We would do these incredible quick changes. I’ll never forget the most extreme aging problem on a big production, Claire Bloom in Victoria Regina in 1957. We had to start with Claire as a very young girl before she becomes queen, and to do that we put a light brown wig with a topknot over her naturally dark hair. Our first change came at the end of the first act. Claire had to run from one end of the building to the other, where there was a different set—the second act picked up with her “fat and 40” and sitting at a little writing desk. We had three minutes and 20 seconds to age her. I had a man with a stopwatch because we were so frantic not to get caught on-camera that we would go too fast, duck away and lose 30 seconds valuable time. And the floor manager was so panicky he’d always wave you out too soon. We’d ignore him.

On the night of the show Claire ran over, and some wardrobe people ripped panels off her dress to change the neckline. Our hairstylist moved the bun to the nape of her neck to make her look older. My assistant is holding this latex facial part designed to give her a double chin and fill out her face. On cue I squirted liquid adhesive into the thing, and my assistant and I are standing on either side of Claire, who’s sitting trembling at the writing desk, and we—ploop—put it on her. We take this greasepaint and sponge it over the edges of the latex to cover up the adhesive goo that’s oozing out. And with infinite care my assistant hands me a rubber nose, because if he squeezes it, it’s ruined. I plop it on and put makeup over it.

In the middle of the next act she runs to another set, and this time we have 80 seconds to get her to age 60. We can only add on, not take off, so the hairstylist puts a gray wig over the brown wig. It was a miracle of hair-styling because it didn’t even look wiggy. The whole costume change consists of a rubber ‘dowager’s hump’ sewn into a shawl to be thrown over her shoulders. Then I have 40 seconds for makeup. I have more latex “features” for lower lip, chin, bags and heavy eyelids. I blot out her lipstick and use a rubber stamp to print wrinkles on her forehead.

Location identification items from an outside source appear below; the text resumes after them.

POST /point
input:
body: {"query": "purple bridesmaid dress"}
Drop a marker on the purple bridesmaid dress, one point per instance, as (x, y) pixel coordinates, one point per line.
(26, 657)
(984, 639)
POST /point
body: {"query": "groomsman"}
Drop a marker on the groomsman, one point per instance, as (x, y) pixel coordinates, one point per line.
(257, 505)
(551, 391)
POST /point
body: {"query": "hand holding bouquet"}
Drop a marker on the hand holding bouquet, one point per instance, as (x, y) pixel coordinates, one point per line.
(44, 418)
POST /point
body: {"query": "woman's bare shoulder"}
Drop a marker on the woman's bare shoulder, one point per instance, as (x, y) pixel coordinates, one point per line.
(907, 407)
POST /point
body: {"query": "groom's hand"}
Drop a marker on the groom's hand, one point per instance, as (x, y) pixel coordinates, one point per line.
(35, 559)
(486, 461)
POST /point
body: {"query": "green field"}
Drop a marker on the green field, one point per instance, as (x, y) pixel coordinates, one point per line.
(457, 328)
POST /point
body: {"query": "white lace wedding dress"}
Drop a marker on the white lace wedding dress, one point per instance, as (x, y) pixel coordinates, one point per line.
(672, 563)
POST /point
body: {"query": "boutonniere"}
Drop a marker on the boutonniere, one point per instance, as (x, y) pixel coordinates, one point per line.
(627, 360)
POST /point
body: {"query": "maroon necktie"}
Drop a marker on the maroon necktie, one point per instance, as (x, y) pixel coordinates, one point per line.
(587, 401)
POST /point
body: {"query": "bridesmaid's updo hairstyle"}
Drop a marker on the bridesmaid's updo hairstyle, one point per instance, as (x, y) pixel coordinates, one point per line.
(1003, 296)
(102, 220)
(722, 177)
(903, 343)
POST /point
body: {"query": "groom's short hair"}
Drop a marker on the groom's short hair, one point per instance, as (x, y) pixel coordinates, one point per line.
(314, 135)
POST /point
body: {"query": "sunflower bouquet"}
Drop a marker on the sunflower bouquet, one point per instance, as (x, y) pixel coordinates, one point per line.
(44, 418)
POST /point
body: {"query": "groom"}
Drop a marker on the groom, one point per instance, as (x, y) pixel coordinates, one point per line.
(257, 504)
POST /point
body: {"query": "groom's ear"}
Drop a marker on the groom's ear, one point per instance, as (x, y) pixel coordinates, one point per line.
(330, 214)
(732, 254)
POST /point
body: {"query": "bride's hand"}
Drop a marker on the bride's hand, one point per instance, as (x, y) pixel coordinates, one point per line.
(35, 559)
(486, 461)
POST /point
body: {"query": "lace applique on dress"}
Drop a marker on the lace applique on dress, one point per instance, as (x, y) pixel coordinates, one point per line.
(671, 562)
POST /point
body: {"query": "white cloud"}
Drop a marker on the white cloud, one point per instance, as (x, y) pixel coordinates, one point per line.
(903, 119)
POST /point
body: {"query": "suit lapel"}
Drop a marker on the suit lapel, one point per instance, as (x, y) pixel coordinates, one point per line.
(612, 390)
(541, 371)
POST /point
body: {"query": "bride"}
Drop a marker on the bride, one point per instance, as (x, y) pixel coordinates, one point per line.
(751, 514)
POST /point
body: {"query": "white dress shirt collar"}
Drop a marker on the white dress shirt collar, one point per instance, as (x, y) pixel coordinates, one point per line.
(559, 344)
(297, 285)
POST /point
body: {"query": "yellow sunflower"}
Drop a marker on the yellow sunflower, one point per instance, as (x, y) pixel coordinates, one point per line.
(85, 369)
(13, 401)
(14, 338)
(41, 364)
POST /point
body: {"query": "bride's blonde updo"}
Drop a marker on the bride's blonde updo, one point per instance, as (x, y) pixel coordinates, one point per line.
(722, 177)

Finally we come to the Golden Jubilee scene. Another change was impossible. No time at all. I had suggested using a made-up double and having Claire do a voice-over, and I made an entire rubber mask, one of my first. The scene called for two Nubians in turbans to wheel her out onto a balcony, and the multitudes are cheering, and the play is supposed to wind up with a gorgeous close-up of her face. Fade out. The end. Comes time for the scene. The door opens. The Nubians push. They can’t get her moving. It turns out her skirt was caught in the spokes of the wheelchair. Finally they shove her out and they get the close-up. It’s great, but it’s late. They roll the credits, but because of the delay the timing is all screwed up. The play goes off the air just before they get to the makeup credits. My God, we were heartbroken.